A l'heure actuelle, en ce qui concerne l'organisation, voici ce que nous devrions faire :

  1. Une fois, ou même selon les circonstances, deux fois par jour, publier une petite feuille, de caractère général où il y aurait l'appréciation de la situation, les conclusions à en tirer, les revendications et, ce qui est particulièrement important, une critique de l'action du Comité de grève qui se dispose à engager des pourparlers ;
  2. Publier des proclamations aux soldats ;
  3. Des feuilles dirigées contre les membres de la social-démocratie ;
  4. Des feuilles éclairant les fonctionnaires sur le sens de la situation ;
  5. Des feuilles pour les cheminots et les employés des P. T. T. ;
  6. Faire en sorte que la vague du mouvement enfle de plus en plus, organiser de grandes manifestations au parc de Treptow en évitant toutefois les collisions ;
  7. Préparer les cadres de la lutte, même sans armes.
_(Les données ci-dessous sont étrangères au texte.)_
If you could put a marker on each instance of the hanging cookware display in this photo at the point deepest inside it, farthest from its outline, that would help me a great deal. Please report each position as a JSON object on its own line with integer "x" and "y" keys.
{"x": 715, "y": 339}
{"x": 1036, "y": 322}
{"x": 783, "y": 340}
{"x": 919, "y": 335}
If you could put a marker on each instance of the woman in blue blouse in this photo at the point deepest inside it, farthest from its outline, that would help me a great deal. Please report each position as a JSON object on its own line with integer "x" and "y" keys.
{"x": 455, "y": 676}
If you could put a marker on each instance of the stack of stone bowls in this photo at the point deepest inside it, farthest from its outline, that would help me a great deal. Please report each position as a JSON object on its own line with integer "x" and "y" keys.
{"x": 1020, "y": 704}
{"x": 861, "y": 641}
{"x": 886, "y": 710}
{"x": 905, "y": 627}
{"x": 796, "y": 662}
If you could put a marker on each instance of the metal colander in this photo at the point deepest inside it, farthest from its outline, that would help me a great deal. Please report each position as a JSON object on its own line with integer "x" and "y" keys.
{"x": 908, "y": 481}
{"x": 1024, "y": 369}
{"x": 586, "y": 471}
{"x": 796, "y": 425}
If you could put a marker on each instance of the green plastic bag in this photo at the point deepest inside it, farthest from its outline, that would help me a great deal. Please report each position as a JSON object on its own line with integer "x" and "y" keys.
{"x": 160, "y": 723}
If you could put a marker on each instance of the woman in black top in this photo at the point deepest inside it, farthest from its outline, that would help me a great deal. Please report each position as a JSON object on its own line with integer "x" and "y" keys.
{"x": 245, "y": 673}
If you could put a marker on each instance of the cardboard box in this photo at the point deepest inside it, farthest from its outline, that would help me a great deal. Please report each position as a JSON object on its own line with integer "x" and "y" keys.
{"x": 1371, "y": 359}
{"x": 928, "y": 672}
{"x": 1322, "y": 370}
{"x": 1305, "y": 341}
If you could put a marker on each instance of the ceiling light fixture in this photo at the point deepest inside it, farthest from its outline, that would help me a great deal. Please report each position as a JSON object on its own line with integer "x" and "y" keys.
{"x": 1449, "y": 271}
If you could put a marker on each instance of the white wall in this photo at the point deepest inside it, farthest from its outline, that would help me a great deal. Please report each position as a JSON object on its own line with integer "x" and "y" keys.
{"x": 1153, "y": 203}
D'ailleurs, quand commencera le combat entre les troupes amenées pour rétablir l'ordre et celles de la ville, la population ne devrait pas rester indifférente. Il devrait y avoir des cadres préparés à l'avance, ne serait-ce que pour tenir en respect la racaille qui va surgir des bas-fonds et agir à l'arrière de nos troupes et pour n'avoir pas à répandre le sang.

Prison cellulaire, 16 mars 1920.

  1. Journal du KPD.
  2. Journal du Parti Social-démocrate (SPD).